Orang menerima anjuran dan rekomendasi itu, merasa setuju, lalu menuliskan resensi-resensi yang lebih banyak lagi atau komentar mengenai buku-buku itu. Patut dicatat, ketika buku Kraukeur muncul, stok buku Simpson sudah hampir habis. Satu dasawarsa yang lalu pembaca Krauker tidak akan pernah tahu soal buku Simpson, dan kalau pun tahu akan sulit menemukannya. Namun, penjualan online mengubah situasi tersebut. Dengan memadukan ruang pajang yang tak terbatas dan informasi real-time tentang tren belanja, serta komentar masyarakat konsumen, maka terciptalah fenomena Touching the Void. Menurut Chris Anderson dalam buku The Long Tail, yang terjadi dalam hal ini adalah meningkatnya kebutuhan atas buku yang nyaris tak dipedulikan orang. Dan, itu terjadi 10 tahun yang lalu.

Kini, perkembangannya sudah lebih gila. Ribuan bahkan jutaan buku lama yang sudah tertimbun waktu berhamburan kembali tak hanya lewat toko-toko "resmi" seperti Amazon, melainkan lewat blog, akun-akun Facebook pribadi, Twitter, Instagram, dan forum-forum diskusi. Jejaring-jejaring digital di internet telah mempertemukan para penjual buku dengan kolektor, atau orang-orang yang membutuhkannya. Para penjual buku itu sendiri sebenarnya adalah kolektor juga, yang melihat peluang. Mereka memiliki persediaan buku lebih dari satu untuk setiap judul, lalu menjualnya. Namun, tentu saja, tak sedikit pula yang telah menjadikan jualan buku secara online sebagai sumber mata pencaharian utama, bukan sekedar sampingan atau iseng-iseng berhadiah pengisi waktu luang.

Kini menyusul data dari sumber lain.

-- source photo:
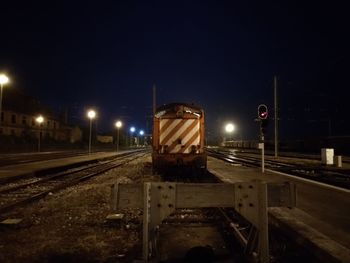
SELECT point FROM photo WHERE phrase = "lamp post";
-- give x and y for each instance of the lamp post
(141, 134)
(229, 128)
(118, 124)
(39, 120)
(91, 115)
(132, 130)
(3, 80)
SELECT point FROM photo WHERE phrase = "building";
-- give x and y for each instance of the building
(19, 114)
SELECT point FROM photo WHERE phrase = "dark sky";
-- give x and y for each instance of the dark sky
(221, 55)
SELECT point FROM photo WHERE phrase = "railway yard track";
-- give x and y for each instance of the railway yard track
(24, 191)
(195, 234)
(331, 176)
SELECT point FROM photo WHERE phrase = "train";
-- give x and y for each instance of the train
(178, 138)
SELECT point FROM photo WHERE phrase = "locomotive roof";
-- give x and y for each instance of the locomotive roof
(174, 107)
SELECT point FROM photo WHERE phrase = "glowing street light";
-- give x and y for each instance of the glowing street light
(141, 133)
(118, 125)
(91, 115)
(132, 130)
(229, 128)
(3, 80)
(39, 120)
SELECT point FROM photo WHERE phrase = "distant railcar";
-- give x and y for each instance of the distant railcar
(178, 137)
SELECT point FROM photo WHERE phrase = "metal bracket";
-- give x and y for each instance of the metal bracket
(159, 200)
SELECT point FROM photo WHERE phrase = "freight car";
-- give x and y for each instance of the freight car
(178, 137)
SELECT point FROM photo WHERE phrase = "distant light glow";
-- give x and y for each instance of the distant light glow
(3, 79)
(229, 127)
(118, 124)
(39, 119)
(91, 114)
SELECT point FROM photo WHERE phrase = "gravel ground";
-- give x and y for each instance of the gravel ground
(71, 225)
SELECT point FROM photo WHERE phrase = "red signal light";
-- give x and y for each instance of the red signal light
(262, 111)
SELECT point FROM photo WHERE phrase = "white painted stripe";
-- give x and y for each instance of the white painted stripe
(174, 122)
(179, 132)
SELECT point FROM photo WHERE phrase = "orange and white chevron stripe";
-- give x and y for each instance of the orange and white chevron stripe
(178, 135)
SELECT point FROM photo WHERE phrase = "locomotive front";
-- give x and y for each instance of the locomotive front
(178, 137)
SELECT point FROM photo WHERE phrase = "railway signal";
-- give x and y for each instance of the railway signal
(262, 112)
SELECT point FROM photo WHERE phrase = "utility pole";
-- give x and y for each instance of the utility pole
(154, 99)
(276, 115)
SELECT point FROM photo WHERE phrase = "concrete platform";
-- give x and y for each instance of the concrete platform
(321, 220)
(13, 172)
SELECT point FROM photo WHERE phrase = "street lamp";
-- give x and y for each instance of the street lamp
(3, 80)
(91, 115)
(229, 128)
(141, 132)
(39, 120)
(118, 124)
(132, 130)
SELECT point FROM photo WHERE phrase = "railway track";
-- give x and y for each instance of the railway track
(232, 234)
(22, 192)
(335, 177)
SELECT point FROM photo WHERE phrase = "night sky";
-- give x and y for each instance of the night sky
(221, 55)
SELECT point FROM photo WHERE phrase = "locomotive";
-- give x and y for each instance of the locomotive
(178, 137)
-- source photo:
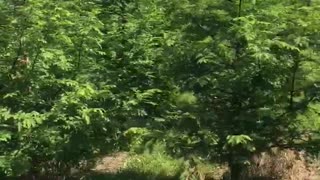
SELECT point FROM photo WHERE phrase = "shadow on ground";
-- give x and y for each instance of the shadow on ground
(126, 176)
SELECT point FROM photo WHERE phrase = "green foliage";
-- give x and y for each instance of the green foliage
(155, 164)
(212, 78)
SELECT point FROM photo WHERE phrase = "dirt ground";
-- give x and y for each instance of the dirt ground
(111, 163)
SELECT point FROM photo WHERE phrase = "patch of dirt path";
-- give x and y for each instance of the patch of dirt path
(111, 163)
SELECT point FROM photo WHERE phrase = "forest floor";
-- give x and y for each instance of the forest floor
(111, 163)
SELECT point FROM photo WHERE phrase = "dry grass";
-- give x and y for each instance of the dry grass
(111, 163)
(280, 164)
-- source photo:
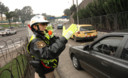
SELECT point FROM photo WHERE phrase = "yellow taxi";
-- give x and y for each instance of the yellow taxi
(84, 32)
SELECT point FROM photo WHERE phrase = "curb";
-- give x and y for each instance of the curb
(55, 73)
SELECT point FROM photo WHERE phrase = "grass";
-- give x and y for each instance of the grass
(15, 68)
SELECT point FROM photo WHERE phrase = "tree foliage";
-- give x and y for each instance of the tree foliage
(26, 13)
(67, 12)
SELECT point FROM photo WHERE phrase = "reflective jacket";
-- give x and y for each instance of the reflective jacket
(47, 51)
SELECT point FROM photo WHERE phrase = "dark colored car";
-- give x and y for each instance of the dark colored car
(59, 26)
(107, 57)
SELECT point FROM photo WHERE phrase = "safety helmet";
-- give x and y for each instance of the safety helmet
(38, 19)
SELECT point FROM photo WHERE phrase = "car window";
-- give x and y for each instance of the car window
(108, 45)
(85, 28)
(124, 54)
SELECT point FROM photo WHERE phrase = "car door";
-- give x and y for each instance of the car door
(119, 68)
(100, 57)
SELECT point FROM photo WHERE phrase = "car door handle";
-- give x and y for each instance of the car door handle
(104, 63)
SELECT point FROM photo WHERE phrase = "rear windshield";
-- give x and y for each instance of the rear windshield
(87, 28)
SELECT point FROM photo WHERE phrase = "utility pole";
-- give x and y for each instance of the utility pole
(77, 12)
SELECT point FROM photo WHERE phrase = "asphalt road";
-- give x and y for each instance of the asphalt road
(65, 67)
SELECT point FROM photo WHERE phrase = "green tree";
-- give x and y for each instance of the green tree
(3, 9)
(73, 8)
(67, 12)
(26, 14)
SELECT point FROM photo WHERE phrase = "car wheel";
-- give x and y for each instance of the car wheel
(75, 62)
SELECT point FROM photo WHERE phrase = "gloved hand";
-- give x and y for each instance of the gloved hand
(70, 31)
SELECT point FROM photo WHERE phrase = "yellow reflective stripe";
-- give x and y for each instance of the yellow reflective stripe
(47, 62)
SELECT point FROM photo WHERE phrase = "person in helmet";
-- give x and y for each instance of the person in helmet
(44, 47)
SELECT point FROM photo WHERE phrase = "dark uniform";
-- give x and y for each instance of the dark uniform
(45, 53)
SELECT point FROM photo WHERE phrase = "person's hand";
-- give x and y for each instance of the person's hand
(70, 31)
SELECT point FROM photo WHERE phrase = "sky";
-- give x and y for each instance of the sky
(50, 7)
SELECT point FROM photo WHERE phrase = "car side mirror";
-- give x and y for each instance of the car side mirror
(86, 47)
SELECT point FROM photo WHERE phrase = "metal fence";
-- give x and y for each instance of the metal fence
(14, 59)
(110, 22)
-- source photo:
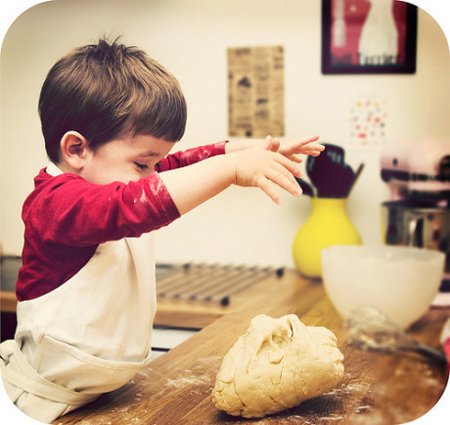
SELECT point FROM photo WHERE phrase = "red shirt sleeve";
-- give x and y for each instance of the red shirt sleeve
(69, 210)
(190, 156)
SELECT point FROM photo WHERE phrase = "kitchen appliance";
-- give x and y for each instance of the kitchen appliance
(418, 213)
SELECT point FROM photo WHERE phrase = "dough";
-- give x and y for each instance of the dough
(275, 365)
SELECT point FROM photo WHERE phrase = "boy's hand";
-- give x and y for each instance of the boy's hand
(266, 169)
(294, 149)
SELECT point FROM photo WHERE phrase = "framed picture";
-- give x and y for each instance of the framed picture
(368, 37)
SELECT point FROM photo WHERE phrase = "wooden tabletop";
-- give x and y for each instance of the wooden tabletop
(176, 387)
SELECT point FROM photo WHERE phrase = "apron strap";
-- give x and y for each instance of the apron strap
(18, 372)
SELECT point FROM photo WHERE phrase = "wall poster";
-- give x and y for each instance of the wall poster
(256, 91)
(368, 37)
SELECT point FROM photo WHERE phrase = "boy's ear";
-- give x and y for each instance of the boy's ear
(74, 149)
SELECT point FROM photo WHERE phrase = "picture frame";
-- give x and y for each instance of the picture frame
(368, 37)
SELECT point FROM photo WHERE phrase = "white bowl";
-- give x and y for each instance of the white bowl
(399, 281)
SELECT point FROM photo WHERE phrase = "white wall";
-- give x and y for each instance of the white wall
(190, 37)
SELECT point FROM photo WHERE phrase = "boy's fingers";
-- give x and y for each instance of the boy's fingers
(285, 183)
(288, 164)
(269, 188)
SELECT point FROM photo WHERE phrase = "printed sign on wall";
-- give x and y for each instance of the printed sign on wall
(367, 121)
(256, 91)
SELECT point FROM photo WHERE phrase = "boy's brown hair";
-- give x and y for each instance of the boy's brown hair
(106, 90)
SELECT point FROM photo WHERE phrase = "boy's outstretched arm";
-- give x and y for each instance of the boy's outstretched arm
(292, 149)
(192, 185)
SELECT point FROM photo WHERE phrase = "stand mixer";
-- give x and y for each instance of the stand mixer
(418, 213)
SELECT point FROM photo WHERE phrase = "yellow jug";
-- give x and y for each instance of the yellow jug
(327, 225)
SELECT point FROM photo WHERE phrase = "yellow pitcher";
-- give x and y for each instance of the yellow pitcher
(328, 224)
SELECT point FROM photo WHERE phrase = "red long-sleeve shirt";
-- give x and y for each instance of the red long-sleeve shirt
(67, 217)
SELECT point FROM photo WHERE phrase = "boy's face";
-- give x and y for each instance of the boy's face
(126, 159)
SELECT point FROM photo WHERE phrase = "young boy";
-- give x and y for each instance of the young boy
(110, 116)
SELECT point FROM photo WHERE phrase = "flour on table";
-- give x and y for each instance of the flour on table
(277, 364)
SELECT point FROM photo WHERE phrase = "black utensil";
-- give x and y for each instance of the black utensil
(325, 169)
(357, 174)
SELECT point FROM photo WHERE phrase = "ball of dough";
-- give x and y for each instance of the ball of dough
(275, 365)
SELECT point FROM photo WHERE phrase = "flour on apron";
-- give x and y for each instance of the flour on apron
(88, 336)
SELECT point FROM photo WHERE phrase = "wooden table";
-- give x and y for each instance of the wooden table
(176, 388)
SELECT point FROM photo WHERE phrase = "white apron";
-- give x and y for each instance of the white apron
(88, 336)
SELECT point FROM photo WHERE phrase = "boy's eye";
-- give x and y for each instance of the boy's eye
(141, 166)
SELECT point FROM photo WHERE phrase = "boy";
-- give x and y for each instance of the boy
(110, 116)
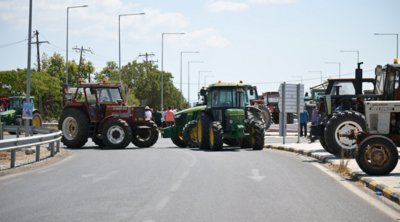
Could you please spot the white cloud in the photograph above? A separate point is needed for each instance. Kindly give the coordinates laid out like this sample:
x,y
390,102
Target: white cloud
x,y
221,6
272,2
205,38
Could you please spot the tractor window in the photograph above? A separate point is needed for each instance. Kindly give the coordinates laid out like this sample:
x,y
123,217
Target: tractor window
x,y
90,96
108,94
80,96
345,88
222,98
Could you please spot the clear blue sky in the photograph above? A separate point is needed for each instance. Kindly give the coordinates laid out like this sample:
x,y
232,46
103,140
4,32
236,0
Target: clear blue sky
x,y
263,42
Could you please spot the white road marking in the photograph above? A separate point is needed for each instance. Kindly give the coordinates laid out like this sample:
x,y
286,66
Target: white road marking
x,y
256,175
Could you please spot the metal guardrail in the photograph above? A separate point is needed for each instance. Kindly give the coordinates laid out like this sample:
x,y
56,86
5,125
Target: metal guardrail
x,y
49,136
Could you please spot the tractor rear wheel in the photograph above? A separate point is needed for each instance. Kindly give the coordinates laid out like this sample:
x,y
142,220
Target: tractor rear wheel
x,y
203,123
377,155
190,134
74,125
145,135
337,131
116,133
216,135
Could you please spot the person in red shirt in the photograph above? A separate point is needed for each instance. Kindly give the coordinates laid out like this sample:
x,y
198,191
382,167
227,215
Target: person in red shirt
x,y
169,117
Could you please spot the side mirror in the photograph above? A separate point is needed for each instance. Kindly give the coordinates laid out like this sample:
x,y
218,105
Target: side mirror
x,y
203,92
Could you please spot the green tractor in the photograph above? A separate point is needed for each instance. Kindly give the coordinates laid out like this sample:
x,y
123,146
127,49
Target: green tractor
x,y
13,112
227,116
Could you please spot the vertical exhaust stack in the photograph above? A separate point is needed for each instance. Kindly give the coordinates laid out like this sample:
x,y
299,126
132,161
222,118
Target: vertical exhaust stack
x,y
358,84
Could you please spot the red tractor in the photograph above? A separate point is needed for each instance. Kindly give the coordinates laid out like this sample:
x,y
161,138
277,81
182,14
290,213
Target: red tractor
x,y
99,112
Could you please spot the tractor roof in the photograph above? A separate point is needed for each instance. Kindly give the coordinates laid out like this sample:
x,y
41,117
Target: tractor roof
x,y
228,84
98,85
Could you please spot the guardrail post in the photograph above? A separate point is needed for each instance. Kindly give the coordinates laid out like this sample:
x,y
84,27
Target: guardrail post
x,y
17,133
52,149
58,146
1,130
37,153
13,154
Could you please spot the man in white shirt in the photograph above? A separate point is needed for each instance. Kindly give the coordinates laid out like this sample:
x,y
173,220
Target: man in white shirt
x,y
147,113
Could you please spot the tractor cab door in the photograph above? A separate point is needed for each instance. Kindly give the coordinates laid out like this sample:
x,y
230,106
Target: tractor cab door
x,y
91,104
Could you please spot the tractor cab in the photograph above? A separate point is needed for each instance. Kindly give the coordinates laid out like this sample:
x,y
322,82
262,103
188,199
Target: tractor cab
x,y
387,81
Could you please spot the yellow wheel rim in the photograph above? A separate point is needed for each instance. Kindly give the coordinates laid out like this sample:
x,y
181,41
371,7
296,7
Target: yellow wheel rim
x,y
193,134
180,135
253,139
36,121
211,136
199,130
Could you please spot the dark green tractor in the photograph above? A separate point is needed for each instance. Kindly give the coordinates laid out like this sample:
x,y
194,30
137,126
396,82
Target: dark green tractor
x,y
229,118
228,111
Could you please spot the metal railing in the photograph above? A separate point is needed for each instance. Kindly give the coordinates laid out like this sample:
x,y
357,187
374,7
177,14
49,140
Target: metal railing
x,y
47,136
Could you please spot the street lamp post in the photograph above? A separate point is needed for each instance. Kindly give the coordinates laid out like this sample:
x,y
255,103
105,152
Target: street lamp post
x,y
189,62
66,50
182,52
318,71
397,41
119,43
358,54
198,82
205,79
336,63
162,63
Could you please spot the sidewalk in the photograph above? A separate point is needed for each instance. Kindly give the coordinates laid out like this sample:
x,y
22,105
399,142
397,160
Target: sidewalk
x,y
388,186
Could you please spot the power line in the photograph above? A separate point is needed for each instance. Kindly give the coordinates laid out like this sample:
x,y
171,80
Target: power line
x,y
13,43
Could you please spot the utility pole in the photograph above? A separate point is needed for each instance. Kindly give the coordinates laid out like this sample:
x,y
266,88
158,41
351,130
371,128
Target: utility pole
x,y
146,55
81,51
37,47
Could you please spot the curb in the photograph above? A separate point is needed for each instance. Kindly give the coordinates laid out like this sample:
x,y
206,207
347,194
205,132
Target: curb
x,y
386,191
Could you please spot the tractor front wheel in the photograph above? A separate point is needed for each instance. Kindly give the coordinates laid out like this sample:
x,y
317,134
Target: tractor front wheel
x,y
190,134
377,155
216,135
116,134
74,125
338,129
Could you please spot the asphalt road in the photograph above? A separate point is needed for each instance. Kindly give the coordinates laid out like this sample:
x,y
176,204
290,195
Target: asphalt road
x,y
166,183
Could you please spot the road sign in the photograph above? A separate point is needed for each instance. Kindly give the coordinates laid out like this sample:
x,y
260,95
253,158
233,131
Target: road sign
x,y
291,99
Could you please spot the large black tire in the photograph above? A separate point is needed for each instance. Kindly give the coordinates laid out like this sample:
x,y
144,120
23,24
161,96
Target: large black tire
x,y
216,136
337,131
190,134
98,141
203,123
116,133
74,125
377,155
145,135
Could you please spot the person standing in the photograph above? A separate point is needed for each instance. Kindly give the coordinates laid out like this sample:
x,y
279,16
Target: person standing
x,y
169,117
147,113
303,123
158,117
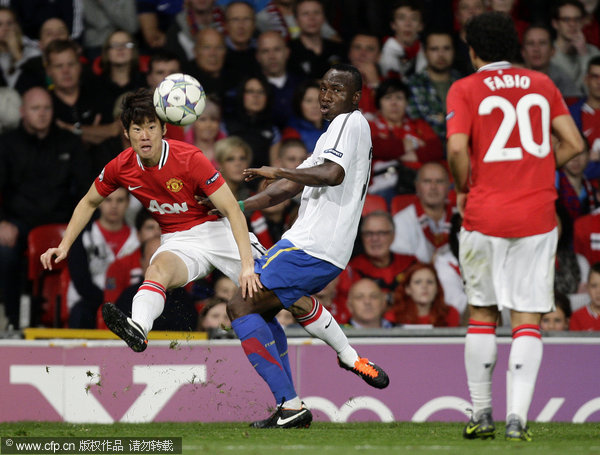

Berbagai kemungkinan itu berujung pada satu hal: bahwa daya hidup sebuah buku menjadi lebih panjang dari yang mungkin terjadi sebelumnya. Buku-buku bekas, yang mungkin pinggirannya sudah "gripis" atau sampulnya memudar, kini memiliki "ekor panjang" yang ajaib, yang telah memberinya nilai ekonomi lebih dari yang bisa diduga. Bahkan, berkat penjualan online, buku-buku lama itu kini memiliki nilai ekonomi yang kadang jauh lebih tinggi dibanding harga "asli"-nya ketika pertama kali diluncurkan dahulu. Buku-buku telah melampuai kemampuan fisiknya untuk bertahan, lahir kembali dalam sebuah pasar yang tak ada habisnya.